-- Who is depicted?
In Greek mythology, maenads were the female followers of Dionysus and the most significant members of the Thiasus, the god's retinue. Their name literally translates as "raving ones." Maenads were known as Bassarids or Bacchantes in Roman mythology after the penchant of the equivalent Roman god, Bacchus, to wear a bassaris or fox-skin.Often the maenads were portrayed as inspired by Dionysus into a state of ecstatic frenzy through a combination of dancing and intoxication. During these rites, the maenads would dress in fawn skins and carry a thyrsus, a long stick wrapped in ivy or vine leaves and tipped with a pine cone. They would weave ivy-wreaths around their heads or wear a bull helmet in honor of their god, and often handle or wear snakes.
-- Technical/Specification about the statue
Relief is a sculptural technique where the sculpted elements remain attached to a solid background of the same material. The term relief is from the Latin verb relevo, to raise. To create a sculpture in relief is to give the impression that the sculpted material has been raised above the background plane. What is actually performed when a relief is cut in from a flat surface of stone (relief sculpture) or wood (relief carving) is a lowering of the field, leaving the unsculpted parts seemingly raised. The technique involves considerable chiselling away of the background, which is a time-consuming exercise.

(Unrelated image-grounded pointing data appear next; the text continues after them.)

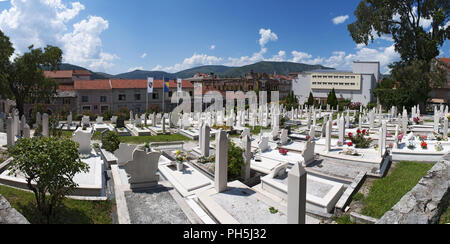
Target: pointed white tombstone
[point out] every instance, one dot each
(83, 138)
(221, 166)
(124, 153)
(328, 128)
(246, 144)
(284, 137)
(445, 130)
(26, 131)
(296, 206)
(142, 169)
(45, 125)
(342, 130)
(10, 132)
(381, 140)
(308, 153)
(205, 140)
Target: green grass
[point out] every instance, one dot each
(158, 138)
(343, 220)
(72, 211)
(386, 192)
(68, 134)
(445, 217)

On the other hand, a relief saves forming the rear of a subject, and is less fragile and more securely fixed than a sculpture in the round, especially one of a standing figure where the ankles are a potential weak point, especially in stone. In other materials such as metal, clay, plaster stucco, ceramics or papier-mâché the form can be just added to or raised up from the background, and monumental bronze reliefs are made by casting.
There are different degrees of relief depending on the degree of projection of the sculpted form from the field, for which the Italian appellations are still sometimes used. The full range includes high relief (alto-rilievo, haut-relief), where more than 50% of the depth is shown and there may be undercut areas, mid-relief (mezzo-rilievo), low-relief (basso-rilievo, or French: bas-relief /ˌbɑːrɪˈliːf/), and shallow-relief or rilievo schiacciato, where the plane is only very slightly lower than the sculpted elements. There is also sunk relief, which was mainly restricted to Ancient Egypt (see below). However the distinction between high relief and low relief is the clearest and most important, and these two are generally the only terms used to discuss most work.
The definition of these terms is somewhat variable, and many works combine areas in more than one of them, sometimes sliding between them in a single figure; accordingly some writers prefer to avoid all distinctions. The opposite of relief sculpture is counter-relief, intaglio, or cavo-rilievo, where the form is cut into the field or background rather than rising from it; this is very rare in monumental sculpture. Hyphens may or may not be used in all these terms, though they are rarely seen in "sunk relief" and are usual in "bas-relief" and "counter-relief". Works in the technique are described as "in relief", and, especially in monumental sculpture, the work itself is "a relief".